Adams is advised that if he was convicted of a felony after June 15, 1995, his civil rights have been suspended, see Fla. Stat. § 944.292(1), and he is not eligible for a legal name change. See Fla. Stat. § 68.07(2)(l); see also Finfrock v. State, 932 So. 2d 437, 438 (Fla. 4th DCA 2006). --------
Adams' allegations also fail to state a claim under the Fifteenth Amendment. The Fifteenth Amendment states, "The right of citizens of the United States to vote shall not be denied or abridged by the United States or by any State on account of race, color, or previous condition of servitude." U.S. Const. amend. XV, § 1. Adams alleges no facts remotely connected to voting or the denial of his right to vote based on race or any other reason. Therefore, his Fifteenth Amendment claim should be dismissed. IV. CONCLUSION
Accepting Adams' factual allegations as true and liberally construing them in the light most favorable to Adams, he has not alleged facts which state a plausible federal claim against Warden Maiorana. Ordinarily, a party must be given at least one opportunity to amend before the district court dismisses the complaint. See Corsello v. Lincare, Inc., 428 F.3d 1008, 1014 (11th Cir. 2005). However, "[a] district court need not . . . allow an amendment . . . where amendment would be futile." Bryant v. Dupree, 252 F.3d 1161, 1163 (11th Cir. 2001). Here, Adams' federal claims are unarguably without legal merit, and the pleading deficiency cannot be cured by amendment. Therefore, his claims should be dismissed, with prejudice, for failure to state a claim upon which relief may be granted, pursuant to 28 U.S.C. §§ 1915(e)(2)(b)(ii) and § 1915A(b)(1).
Accordingly, it is respectfully RECOMMENDED:
1. That this case be DISMISSED with prejudice for failure to state a claim upon which relief may be granted, pursuant to 28 U.S.C. § 1915(e)(2)(B)(ii) and § 1915A(b)(1); and
2. That the clerk of court be directed to enter judgment accordingly and close the case.

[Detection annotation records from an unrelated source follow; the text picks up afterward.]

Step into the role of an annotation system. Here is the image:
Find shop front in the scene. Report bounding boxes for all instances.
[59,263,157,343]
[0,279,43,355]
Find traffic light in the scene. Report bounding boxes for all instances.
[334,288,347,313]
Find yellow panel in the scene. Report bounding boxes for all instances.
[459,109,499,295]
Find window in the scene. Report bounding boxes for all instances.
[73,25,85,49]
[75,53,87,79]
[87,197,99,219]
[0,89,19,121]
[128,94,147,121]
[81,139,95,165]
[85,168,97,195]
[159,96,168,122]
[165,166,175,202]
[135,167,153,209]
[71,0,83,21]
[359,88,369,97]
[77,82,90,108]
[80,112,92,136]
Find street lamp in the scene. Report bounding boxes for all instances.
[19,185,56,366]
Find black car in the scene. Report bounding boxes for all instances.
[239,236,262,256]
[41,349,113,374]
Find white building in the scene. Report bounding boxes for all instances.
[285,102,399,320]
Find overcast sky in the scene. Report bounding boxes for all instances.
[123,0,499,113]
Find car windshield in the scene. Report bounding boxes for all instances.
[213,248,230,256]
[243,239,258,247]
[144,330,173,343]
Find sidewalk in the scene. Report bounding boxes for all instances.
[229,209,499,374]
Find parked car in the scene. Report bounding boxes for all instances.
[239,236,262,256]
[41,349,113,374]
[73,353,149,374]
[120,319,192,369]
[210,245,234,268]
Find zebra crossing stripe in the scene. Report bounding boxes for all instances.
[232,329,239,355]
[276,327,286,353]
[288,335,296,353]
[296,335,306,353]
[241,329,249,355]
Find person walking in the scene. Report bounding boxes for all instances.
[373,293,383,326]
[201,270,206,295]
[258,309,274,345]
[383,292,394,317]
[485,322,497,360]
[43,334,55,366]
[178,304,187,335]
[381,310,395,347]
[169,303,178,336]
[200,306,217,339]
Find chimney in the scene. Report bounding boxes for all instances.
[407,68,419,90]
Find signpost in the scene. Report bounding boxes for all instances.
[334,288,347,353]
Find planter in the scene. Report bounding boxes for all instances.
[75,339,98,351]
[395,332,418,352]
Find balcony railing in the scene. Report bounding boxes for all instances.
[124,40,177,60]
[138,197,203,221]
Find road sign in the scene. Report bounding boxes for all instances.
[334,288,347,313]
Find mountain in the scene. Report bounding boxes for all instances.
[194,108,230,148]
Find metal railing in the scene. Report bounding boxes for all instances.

DONE AND ORDERED this 19th day of March 2020.
/s/ Elizabeth M . Timothy
ELIZABETH M. TIMOTHY
CHIEF UNITED STATES MAGISTRATE JUDGE
NOTICE TO THE PARTIES
Objections to these proposed findings and recommendations must be filed within fourteen (14) days after being served a copy thereof. Any different deadline that may appear on the electronic docket is for the court's internal use only and does not control. A copy of objections must be served upon all other parties. If a party fails to object to the magistrate judge's findings or recommendations as to any particular claim or issue contained in a report and recommendation, that party waives the right to challenge on appeal the district court's order based on the unobjected-to factual and legal conclusions. See 11th Cir. Rule 3-1; 28 U.S.C. § 636.